Emin Çölaşan, Ertuğrul Özkök'ün "Çevik Bir'e darbe yapacak mısınız?diye sordu" iddiasına zehir zemberek bir yazıyla cevap verdi.
Nasıl da yalan söylüyor!
Yaşını başını almış, torunları var, artık çaptan düştüğü için magazin yazarlığı yapıyor, Tayipgillere yağ çekiyor!..Geçmişte birlikte çalıştığımız dönemlerde, özellikle AKP iktidarı döneminde tir tir titrer, patronunun ve kendisinin çıkarlarına zarar gelmesin diye yazılarımı sansür eder, tepki gösterince özür diler, ağlaşır, bir daha yapmayacağına dair torunlarının üzerine yeminler ederdi!
Bu adam kendini bizlere şöyle tanıtırdı:
“Ben gazeteci değilim beyler, ben cambazım cambaz. Ben elindeki altı topu havaya fırlatıp yere düşürmeyen jonglörüm. Ben patronu, damadını ve kızlarını idare eden bir cambazım…”
Bu adam bana patronu adına rüşvet teklif eden biridir.
Hürriyet’ten istifa edip gitmem karşılığında bana çok büyük paralar önermiş, elimin tersiyle itince karşımda mosmor olup gitmişti.
İktidardan korkuyorlardı. İktidar benim kovulmamı istiyordu ve bir süre sonra kovmak zorunda kaldılar!
Sözünü ettiğim cambazı herhalde tanıdınız.
Ertuğrul Özkök!
Devleti dolandırmak suçundan hapis cezası alan Mehmet Ali Birand’ın programında önceki gece benim adımı ağzına almaya yeltenip yine yalan söylemiş. Sözleri şöyle: “28 Şubat döneminde Hürriyet ekibi olarak Genelkurmay İkinci Başkanı Çevik Bir’e gittik. Emin Çölaşan sordu:
‘Paşam siz onu bırakın da, darbe yapacak mısınız, yapmayacak mısınız?’
Çevik Bir ‘Siz ne diyorsunuz Emin Bey’ dedi.”
Söylediklerinin ilk bölümü doğrudur. Evet, Çevik Bir’i Genelkurmay’da topluca ziyaret ettik. Ekipte o, ben, Tufan Türenç, Sedat Ergin ve rahmetli Gülçin Telci vardı.

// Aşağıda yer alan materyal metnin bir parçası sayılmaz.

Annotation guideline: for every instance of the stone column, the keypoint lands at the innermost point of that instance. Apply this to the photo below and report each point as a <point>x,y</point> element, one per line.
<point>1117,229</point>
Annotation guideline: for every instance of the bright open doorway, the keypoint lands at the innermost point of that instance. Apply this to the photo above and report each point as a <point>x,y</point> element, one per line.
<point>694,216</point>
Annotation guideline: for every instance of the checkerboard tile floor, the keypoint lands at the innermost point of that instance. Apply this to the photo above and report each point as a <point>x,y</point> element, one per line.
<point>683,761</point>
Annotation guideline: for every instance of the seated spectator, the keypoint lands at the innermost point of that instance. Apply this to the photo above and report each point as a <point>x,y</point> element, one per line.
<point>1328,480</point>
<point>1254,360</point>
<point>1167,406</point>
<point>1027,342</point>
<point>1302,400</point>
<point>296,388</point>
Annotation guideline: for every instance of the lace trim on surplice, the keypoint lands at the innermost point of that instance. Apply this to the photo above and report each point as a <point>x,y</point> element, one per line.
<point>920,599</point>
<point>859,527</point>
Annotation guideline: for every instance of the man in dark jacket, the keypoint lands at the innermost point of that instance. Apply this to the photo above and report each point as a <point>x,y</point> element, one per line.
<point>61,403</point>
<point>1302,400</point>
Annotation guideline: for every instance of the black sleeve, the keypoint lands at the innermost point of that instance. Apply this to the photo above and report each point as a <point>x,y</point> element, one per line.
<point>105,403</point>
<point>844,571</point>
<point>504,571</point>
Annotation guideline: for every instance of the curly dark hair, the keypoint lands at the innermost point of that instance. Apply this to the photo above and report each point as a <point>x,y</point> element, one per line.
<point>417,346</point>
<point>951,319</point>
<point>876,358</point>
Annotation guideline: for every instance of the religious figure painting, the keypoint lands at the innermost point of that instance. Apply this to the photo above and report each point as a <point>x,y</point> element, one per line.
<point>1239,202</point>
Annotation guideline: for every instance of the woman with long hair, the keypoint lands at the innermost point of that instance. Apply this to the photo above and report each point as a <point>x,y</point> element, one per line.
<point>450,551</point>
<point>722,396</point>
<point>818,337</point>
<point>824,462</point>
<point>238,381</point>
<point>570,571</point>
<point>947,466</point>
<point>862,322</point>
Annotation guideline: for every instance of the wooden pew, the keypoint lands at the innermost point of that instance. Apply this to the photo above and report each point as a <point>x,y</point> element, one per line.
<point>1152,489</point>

O günlerin kargaşa ve karmaşa ortamında kendisine sorduğum soru şudur:
“Paşam, alınan bu 28 Şubat kararlarına direniş olursa, gerektiğinde silah kullanır mısınız?”
O da “Gerekirse kullanırız” dedi.
“Darbe” sözcüğü asla geçmedi. Dolayısıyla Çevik Bir bana “Siz ne diyorsunuz Emin Bey” gibi şaşkınlık ifade eden bir cümle kullanmadı.
Bir gün önce gazeteciler için Genelkurmay’da brifing verilmişti.
Bu anlattıklarımı doğrulayan haber, Hürriyet’in 12 Haziran 1997 Perşembe günkü manşetinde açıkça var. Manşet şöyle:
“Gerekirse silah bile kullanırız.”
Aynı gün, brifing sonrasında Çevik Bir’le Hürriyet ekibi olarak görüşmüştük.
Gazeteci geçinen biri, böyle bir yalanı nasıl söyler! Bu şahısta utanma-sıkılma duygusu acaba hiç mi kalmamış?
Sözlerinin Genelkurmay ziyareti dışında kalan bölümü tamamen yalandır. Eğer doğru olduğunu iddia ediyorsa, bunu kanıtlaması gerekir.
Dün yandaş internet sitelerinde bu şahsın yalanı üzerine kurgulanmış bir sürü manşetler atılmıştı:
Özkök’ten Çölaşan’ı bitirecek itiraf!
Çölaşan bunun hesabını veremez!
Çölaşan’ı bitiren olay!
Allah’a bin şükür bugüne kadar bitmedim, bundan sora da bu gibi yalanlarla beni bitirecek bir güç yok.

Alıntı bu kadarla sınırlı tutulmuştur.